Lots of software already supports logging (and often provides ways to enable/disable categories of things logged). One example (that a lot of people here are likely to be familiar with) is Bochs, which has very configurable logging (allowing the end user to set a different "log level" for each category of thing).


Cheers,

Brendan

I see the merit, but probably as separate feature, rather than as extension to the sticky function. One danger I see is that a file change can create viral effects. The original information will be saved, but the system may still be compromised. There are certainly scenarios where it will be useful however. Also, it needs to interact with the storage quotas, depending on if the ownership changes. If you are interested, you can look up reflinks (see cp --reflink) and check how they compare.

Edit: I should note that reflinks work only on certain filesystems, like btrfs.

For the sticky bit, I believe the idea is to refine the permissions model for directories. The Unix permissions are designed for opaque objects. This is ok for files, but shoehorned for directories, because they operate at the record level from the OS's point of view. The result is that simultaneous modification in the same directory from multiple users opens up many exploits. With the sticky bit, assuming that the creator is the owner of the file and has himself added the path to the directory, like the /tmp directory, the path record becomes essentially owned by him, so to speak. Generally, this is not about file nodes and file contents, but path management. The file's existence is affected as a byproduct.

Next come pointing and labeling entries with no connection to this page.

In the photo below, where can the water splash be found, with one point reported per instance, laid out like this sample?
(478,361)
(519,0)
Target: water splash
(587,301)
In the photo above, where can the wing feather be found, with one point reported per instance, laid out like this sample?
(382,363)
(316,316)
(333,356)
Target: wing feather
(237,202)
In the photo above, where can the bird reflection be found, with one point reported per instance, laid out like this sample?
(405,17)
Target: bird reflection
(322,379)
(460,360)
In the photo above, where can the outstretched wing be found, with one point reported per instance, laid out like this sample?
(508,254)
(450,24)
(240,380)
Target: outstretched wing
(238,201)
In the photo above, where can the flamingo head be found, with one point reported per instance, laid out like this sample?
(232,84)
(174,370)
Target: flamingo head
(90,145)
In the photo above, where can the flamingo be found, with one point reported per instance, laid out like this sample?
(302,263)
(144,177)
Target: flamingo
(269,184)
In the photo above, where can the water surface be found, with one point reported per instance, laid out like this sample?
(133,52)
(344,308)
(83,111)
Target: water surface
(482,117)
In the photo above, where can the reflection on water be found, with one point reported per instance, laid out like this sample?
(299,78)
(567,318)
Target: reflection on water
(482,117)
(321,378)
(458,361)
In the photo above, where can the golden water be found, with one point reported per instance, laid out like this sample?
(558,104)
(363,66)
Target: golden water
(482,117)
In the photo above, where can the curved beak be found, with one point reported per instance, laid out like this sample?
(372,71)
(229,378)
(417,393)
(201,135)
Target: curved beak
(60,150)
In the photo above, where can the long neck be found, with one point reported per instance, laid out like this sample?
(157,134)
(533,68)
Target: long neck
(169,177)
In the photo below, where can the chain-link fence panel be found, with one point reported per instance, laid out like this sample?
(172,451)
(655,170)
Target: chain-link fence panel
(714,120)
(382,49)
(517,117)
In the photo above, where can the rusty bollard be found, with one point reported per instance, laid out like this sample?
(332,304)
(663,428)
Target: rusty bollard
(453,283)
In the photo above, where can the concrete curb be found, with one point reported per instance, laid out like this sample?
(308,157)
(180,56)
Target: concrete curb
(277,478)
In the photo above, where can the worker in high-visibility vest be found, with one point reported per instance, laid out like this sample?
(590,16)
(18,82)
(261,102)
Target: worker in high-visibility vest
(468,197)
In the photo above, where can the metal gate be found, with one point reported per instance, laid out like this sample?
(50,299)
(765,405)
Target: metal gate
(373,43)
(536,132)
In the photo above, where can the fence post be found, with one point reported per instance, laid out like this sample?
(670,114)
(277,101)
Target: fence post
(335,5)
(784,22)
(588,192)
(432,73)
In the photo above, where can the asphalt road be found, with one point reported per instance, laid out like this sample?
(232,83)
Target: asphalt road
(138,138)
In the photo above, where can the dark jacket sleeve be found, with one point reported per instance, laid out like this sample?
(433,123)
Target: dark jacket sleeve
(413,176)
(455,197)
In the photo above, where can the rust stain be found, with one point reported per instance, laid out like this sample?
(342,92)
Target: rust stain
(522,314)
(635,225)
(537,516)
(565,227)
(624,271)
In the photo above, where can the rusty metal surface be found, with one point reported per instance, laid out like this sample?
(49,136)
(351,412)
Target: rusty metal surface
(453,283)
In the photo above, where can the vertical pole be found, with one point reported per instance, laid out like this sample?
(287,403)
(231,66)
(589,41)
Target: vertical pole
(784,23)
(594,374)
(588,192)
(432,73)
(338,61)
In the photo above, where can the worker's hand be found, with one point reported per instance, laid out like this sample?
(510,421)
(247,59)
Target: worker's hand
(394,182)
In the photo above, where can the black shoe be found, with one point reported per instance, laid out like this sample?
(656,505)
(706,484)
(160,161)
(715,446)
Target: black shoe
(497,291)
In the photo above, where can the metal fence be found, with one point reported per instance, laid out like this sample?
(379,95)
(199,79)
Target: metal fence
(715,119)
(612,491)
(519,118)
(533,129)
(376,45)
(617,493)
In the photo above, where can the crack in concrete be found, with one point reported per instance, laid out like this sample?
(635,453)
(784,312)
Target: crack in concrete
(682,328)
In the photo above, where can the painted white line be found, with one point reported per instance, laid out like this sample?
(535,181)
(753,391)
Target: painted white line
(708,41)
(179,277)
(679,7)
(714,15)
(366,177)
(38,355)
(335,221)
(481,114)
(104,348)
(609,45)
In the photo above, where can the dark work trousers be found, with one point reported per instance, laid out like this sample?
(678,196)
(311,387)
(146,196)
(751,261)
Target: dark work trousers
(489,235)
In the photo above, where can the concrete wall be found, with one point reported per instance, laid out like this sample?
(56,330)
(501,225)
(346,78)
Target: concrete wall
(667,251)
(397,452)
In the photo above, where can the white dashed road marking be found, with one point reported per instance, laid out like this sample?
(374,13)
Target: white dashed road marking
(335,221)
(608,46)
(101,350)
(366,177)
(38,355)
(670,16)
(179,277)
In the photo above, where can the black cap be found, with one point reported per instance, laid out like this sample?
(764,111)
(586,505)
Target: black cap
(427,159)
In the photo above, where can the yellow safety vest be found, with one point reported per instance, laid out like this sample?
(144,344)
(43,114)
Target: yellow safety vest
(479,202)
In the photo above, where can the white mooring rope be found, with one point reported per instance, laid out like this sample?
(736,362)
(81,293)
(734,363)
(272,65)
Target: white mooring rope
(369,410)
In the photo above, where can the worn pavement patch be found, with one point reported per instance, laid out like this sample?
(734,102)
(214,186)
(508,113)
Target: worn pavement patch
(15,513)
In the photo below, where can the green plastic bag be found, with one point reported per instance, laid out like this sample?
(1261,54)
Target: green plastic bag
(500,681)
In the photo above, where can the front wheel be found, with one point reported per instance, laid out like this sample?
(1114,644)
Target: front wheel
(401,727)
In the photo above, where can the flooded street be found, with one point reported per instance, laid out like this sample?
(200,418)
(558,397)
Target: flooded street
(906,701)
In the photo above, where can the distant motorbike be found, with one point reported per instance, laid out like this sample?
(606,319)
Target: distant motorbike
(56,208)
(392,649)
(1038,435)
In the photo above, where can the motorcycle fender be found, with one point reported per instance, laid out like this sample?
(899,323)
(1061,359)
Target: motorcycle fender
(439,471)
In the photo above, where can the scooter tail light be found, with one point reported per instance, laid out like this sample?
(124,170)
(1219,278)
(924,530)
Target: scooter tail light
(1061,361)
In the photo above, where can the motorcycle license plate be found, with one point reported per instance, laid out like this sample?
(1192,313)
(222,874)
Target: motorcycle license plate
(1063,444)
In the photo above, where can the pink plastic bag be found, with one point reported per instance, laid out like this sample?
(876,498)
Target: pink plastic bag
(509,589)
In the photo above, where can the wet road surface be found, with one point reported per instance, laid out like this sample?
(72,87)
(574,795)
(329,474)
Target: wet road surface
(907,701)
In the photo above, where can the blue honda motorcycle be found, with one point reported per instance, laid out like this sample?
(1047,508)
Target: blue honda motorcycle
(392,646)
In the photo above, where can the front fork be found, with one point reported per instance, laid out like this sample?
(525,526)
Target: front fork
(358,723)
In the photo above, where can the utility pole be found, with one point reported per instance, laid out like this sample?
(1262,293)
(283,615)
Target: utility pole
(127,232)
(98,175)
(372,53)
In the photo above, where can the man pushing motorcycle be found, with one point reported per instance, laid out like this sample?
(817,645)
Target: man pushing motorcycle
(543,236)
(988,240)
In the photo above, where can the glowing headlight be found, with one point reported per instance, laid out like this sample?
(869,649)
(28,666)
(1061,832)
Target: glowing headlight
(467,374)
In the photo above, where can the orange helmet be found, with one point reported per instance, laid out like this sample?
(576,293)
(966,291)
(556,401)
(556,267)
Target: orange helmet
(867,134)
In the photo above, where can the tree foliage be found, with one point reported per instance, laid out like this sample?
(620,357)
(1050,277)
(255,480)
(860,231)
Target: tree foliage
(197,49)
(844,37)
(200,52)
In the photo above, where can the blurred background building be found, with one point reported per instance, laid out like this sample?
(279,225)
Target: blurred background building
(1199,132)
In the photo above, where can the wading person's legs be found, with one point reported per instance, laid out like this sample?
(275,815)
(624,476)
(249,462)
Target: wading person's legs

Note that the path components, the metadata, and the contents can create different security concerns. If you give someone write permissions to the file, you are exposing the data. Similarly, write permissions to a directory, exposes the directory structure. My point is, those different aspects affect the system operation in different ways. Since the file's existence is byproduct from reachability, if some file gets added in a privately owned directory, it will not be removed from the system. As long as that directory is not deleted, it will guarantee that at least one path to the file remains. No sticky bit required.

I cannot infer from the description weather this is targetted at administrators or developers. There is a preconception in the Unix world that all homosapiens are destined to be someday hackers.

In any case, I would be happy to see OS infrastructure for traces of my functions, their parameters and local variables, similar to ltrace and strace. There are many technical problems with that, particularly relating to vast information volume in the trace stream, so it must be one intelligent system. In fact, being able to provide additional metadata hints (say, as pragma) to pre-filter the output wouldn't be unwelcome.